Sozialhilfe - Eingliederungshilfe - Teilhabe am Leben in der Gemeinschaft - Hilfen zu selbstbestimmtem Leben in betreuten Wohnmöglichkeiten - Kostenübernahme für eine Nachtwache - Fehlen einer Zahlungsverpflichtung des Leistungsberechtigten gegenüber dem Einrichtungsträger - kein Aufwendungsersatz aus Geschäftsführung ohne Auftrag


Leitsatz

1. Dass erforderliche Nachtwachen in Einrichtungen auch dem Schutz anderer Bewohner dienen, schließt die Kostenübernahme durch den Sozialhilfeträger als Leistung der Eingliederungshilfe nicht aus.
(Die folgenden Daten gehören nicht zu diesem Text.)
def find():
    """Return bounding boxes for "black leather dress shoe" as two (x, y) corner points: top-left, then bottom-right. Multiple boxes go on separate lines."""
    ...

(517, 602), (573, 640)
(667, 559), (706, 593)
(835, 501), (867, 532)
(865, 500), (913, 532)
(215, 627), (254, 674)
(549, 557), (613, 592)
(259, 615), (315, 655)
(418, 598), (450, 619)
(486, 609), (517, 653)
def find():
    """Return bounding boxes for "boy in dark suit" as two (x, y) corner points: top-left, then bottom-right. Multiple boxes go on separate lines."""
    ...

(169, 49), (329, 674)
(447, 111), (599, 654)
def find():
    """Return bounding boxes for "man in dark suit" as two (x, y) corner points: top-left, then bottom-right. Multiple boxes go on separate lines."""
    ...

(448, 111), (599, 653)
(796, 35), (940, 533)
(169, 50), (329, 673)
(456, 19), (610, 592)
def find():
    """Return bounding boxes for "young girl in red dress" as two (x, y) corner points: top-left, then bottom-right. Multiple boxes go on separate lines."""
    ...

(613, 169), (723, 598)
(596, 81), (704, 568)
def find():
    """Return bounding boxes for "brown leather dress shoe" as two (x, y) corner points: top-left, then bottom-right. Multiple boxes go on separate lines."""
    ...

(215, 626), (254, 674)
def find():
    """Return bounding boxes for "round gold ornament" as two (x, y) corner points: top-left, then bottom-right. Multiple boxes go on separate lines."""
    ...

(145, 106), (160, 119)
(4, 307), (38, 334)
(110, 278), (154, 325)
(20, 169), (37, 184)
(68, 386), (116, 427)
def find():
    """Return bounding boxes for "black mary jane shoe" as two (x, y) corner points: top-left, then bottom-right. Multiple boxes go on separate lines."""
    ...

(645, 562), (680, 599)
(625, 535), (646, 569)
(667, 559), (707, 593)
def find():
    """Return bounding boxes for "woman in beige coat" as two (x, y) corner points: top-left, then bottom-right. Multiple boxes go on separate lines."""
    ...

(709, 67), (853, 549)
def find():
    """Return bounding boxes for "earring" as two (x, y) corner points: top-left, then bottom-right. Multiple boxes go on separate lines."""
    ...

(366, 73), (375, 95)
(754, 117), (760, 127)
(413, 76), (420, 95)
2. Zu den Voraussetzungen der Kostenübernahme im Einzelnen.

Tenor

Auf die Revision des Beklagten wird das Urteil des [X.] vom 20. Dezember 2012 aufgehoben. Die Berufungen der Kläger gegen das Urteil des [X.] vom 10. September 2010 werden zurückgewiesen.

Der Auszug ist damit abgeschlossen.